You will then be prompted for the password associated with this username. Type it in and press **enter** to finish starting your SSH session on the remote machine ``epqis.cgranade.com``. The new SSH session will be heavily encrypted, as is critical for security.

*NB: the ``ssh`` command will not echo your password to you, so the password prompt will look blank. On macOS / OS X, Terminal.app may or may not place a 🔑 emoji in the command line to indicate that echoing is turned off, depending on your version of macOS / OS X.*

Were this an actual useful server, and not (as is actually the case) a Raspberry Pi running in an apartment somewhere, you could then run HPC applications from the comfort of your laptop. Sadly, reality is a little more boring at the moment, so instead feel free to pretend by running a few commands of your choice. Just don't set anything on fire, cause problems with law enforcement, or otherwise act in a very rude fashion with this example server.

Once you're satisfied, run ``exit`` or press **Ctrl-D** to exit the SSH session and return to your own computer's command line. Though this was a useful exercise, it's somewhat limited by one critical problem: we needed to type in our password. This will become very annoying if we have to use SSH as part of an automated process, as will be the case when we learn Git later in this lecture. To solve this, we rely on the *public key infrastructure* (PKI) built into SSH.
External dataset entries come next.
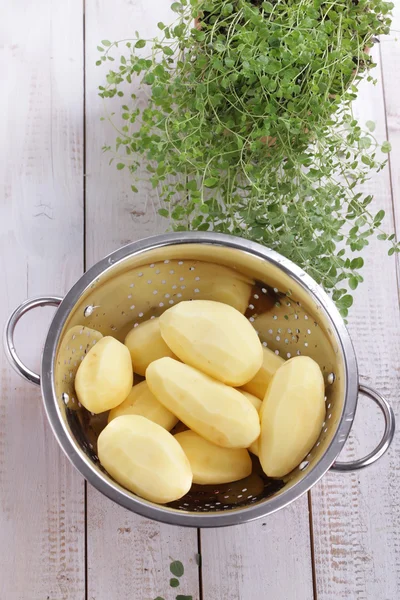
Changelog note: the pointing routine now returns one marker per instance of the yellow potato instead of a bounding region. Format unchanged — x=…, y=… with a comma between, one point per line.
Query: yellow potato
x=256, y=402
x=142, y=402
x=292, y=414
x=258, y=385
x=144, y=458
x=212, y=464
x=214, y=410
x=215, y=338
x=104, y=377
x=145, y=344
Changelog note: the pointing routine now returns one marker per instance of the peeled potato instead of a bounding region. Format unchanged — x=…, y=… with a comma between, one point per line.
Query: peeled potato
x=144, y=458
x=104, y=377
x=214, y=410
x=292, y=414
x=256, y=402
x=145, y=344
x=211, y=463
x=214, y=338
x=141, y=401
x=258, y=385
Very roughly, in PKI, one can create *keypairs* of a matching private and public key. Anyone with the public key can encrypt a message that can only be decrypted with the matching private key. In SSH, this concept is used to provide a much better alternative to passwords. If you have provided an SSH server with your public key, then the server can ask you to decrypt something in order to prove you have the matching private key. Using PKI in this way means that your password does not have to be sent over the network, greatly reducing your attack surface. The security of SSH's PKI can be further enhanced by using a *passphrase* with your private key. Effectively, a private key with a passphrase cannot be used except by someone who knows that passphrase. Critically, this passphrase is **never** sent across the network, but is only used by your local machine to reconstruct the full private key.

With this bit of handwavy theory out of the way, let's jump in by generating an SSH key.

*NB: Please skip these steps if you already have an SSH key.*

The SSH client we installed in Lecture 0 comes with a handy command ``ssh-keygen`` for doing generating keys.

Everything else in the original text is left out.